A Congressional committee discovered that while the NFL was investigating his team for widespread workplace misconduct, Washington Commanders owner Daniel Snyder directed a “shadow investigation” to interfere with and undermine its findings.
At Snyder’s request, his legal team used private investigators to harass and intimidate witnesses, and they compiled a 100-page dossier targeting victims, witnesses, and journalists who had made “credible public accusations of harassment” against the team.
On Wednesday, the House Committee on Oversight and Reform issued a 29-page memo outlining the findings of its eight-month investigation into how the Commanders and the NFL handled claims of rampant sexual harassment of the team’s female employees. The report came just days before a hearing in which the league’s commissioner, Roger Goodell, was expected to appear and face questions. Snyder declined two appearance requests, citing a “longstanding business conflict.”
The committee’s chairwoman, Representative Carolyn B. Maloney, Democrat of New York, wrote that the investigation uncovered evidence that Snyder sought to discredit those who had made claims against the team and to create “an exculpatory narrative” that Snyder was not to blame for the misconduct, which was alleged to have occurred from 2006 to 2019, almost the entire tenure of his ownership.

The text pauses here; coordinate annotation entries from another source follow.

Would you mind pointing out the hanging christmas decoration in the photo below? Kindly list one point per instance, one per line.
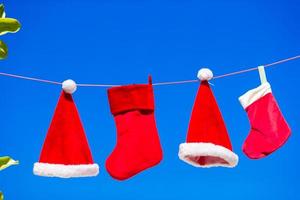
(66, 152)
(207, 143)
(269, 130)
(138, 146)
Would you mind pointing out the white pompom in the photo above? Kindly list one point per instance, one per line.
(69, 86)
(205, 74)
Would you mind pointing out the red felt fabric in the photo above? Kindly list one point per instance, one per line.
(66, 142)
(138, 146)
(269, 130)
(130, 97)
(206, 124)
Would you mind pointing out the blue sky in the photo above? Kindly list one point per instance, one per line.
(121, 42)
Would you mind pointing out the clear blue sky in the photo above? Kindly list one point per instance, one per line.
(121, 42)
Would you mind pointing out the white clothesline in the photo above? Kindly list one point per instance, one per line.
(154, 84)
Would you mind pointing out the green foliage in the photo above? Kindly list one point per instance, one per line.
(7, 25)
(3, 51)
(2, 12)
(7, 162)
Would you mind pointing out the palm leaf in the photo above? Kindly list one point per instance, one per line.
(3, 50)
(2, 14)
(9, 25)
(6, 162)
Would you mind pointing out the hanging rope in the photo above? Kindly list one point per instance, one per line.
(155, 84)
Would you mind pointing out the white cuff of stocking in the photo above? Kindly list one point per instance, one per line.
(65, 171)
(253, 95)
(189, 150)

According to the memo, Snyder and his lawyers also gathered thousands of emails from Bruce Allen, a Commanders executive from 2009 to 2019, in an effort to blame Allen for the creation of a toxic work environment, and attempted to influence the NFL investigation through direct access to the league and Beth Wilkinson, the lawyer who led the league’s report.

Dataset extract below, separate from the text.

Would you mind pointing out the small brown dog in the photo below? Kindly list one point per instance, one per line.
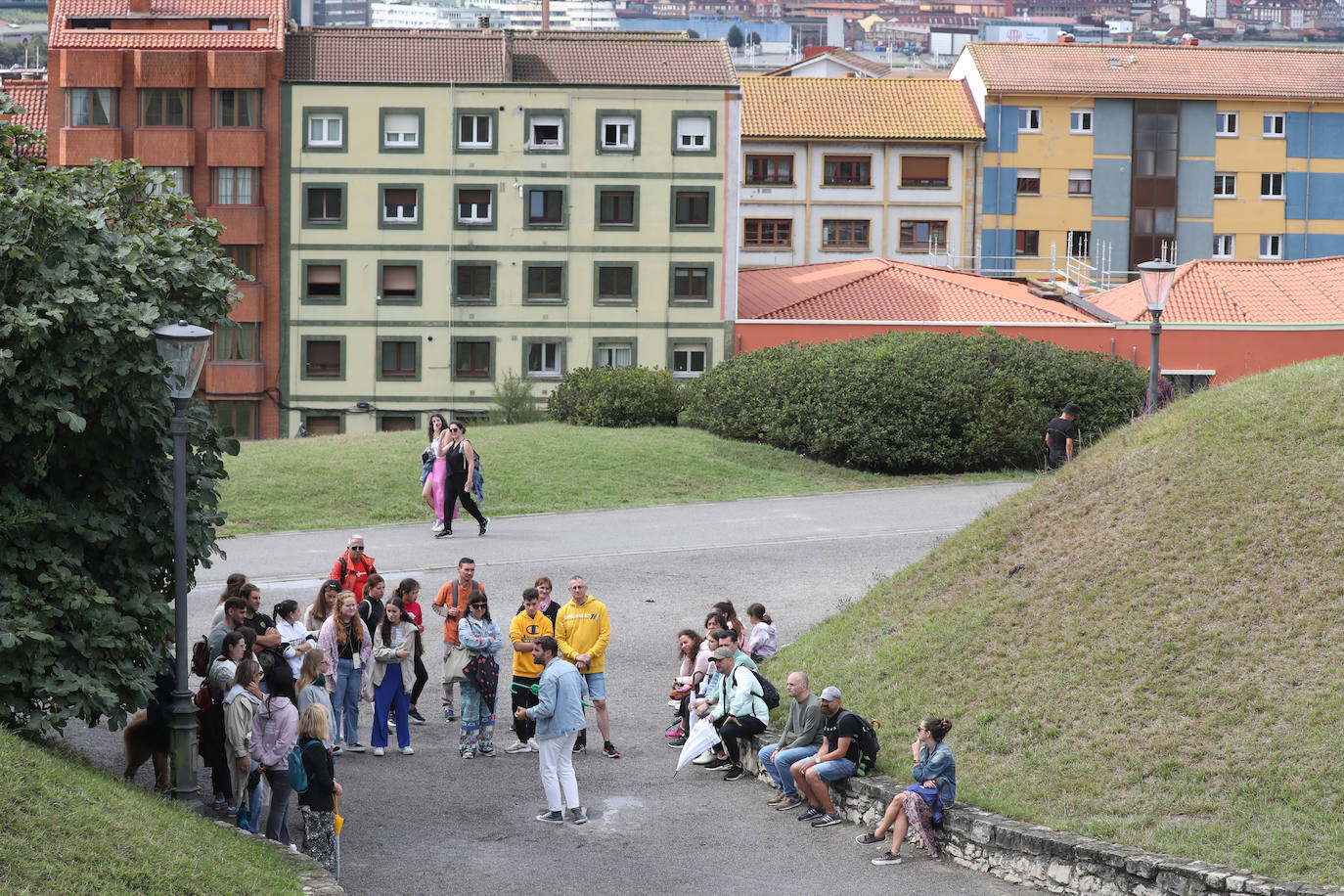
(143, 741)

In a statement, a representative for Snyder stated that the committee’s investigation was “predetermined from the beginning” and that the team addressed these workplace issues “years ago.”

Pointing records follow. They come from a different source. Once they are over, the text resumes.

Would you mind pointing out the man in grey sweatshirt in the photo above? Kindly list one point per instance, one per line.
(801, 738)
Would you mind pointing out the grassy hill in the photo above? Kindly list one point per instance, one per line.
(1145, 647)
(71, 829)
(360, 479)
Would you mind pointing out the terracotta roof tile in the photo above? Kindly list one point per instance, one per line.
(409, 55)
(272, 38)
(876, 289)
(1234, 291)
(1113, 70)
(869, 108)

The NFL was aware of Snyder’s actions, but “failed to take meaningful steps to prevent them,” according to the memo. The league imposed a $10 million team fine on Snyder and ordered him to step back from the club’s day-to-day operations as a result of Wilkinson’s investigation, but the league did not ask Wilkinson to prepare a written report, a decision that has drawn criticism from both elected officials and former team employees who participated in the investigation.
On Wednesday, Goodell will tell the committee that the league had “compelling reasons” to limit the Wilkinson report to an oral briefing, specifically to protect the confidentiality of its participants. In prepared testimony, Goodell stated, “We have been open and direct about the fact that the workplace culture at the Commanders was not only unprofessional, but toxic for far too long.” He went on to say that the team’s office had undergone “substantial transformation” and that it “bears no resemblance to the workplace described to this committee.”
The committee, whose stated goal is to investigate failures by the Commanders and the NFL while also strengthening workplace protections for all employees, will present its findings at Wednesday’s hearing. The NFL launched a second investigation into the Commanders earlier this year in response to a new allegation of sexual harassment in a February congressional round table that directly implicated Snyder. Goodell has stated that the results of the investigation, which was led by lawyer Mary Jo White, will be made public.
The memo also cites additional examples of Snyder’s direct role in creating a workplace that Goodell acknowledged was rife with disrespect and harassment. According to the team’s former chief operating officer, Snyder “refused to take action” against a coach who allegedly groped a public relations employee and fired female employees who engaged in consensual relationships with male football operations employees while the men kept their jobs.
Furthermore, according to The Washington Post, the Wilkinson investigation looked into the 2009 confidential settlement of a claim that Snyder groped a female employee and asked her for sex.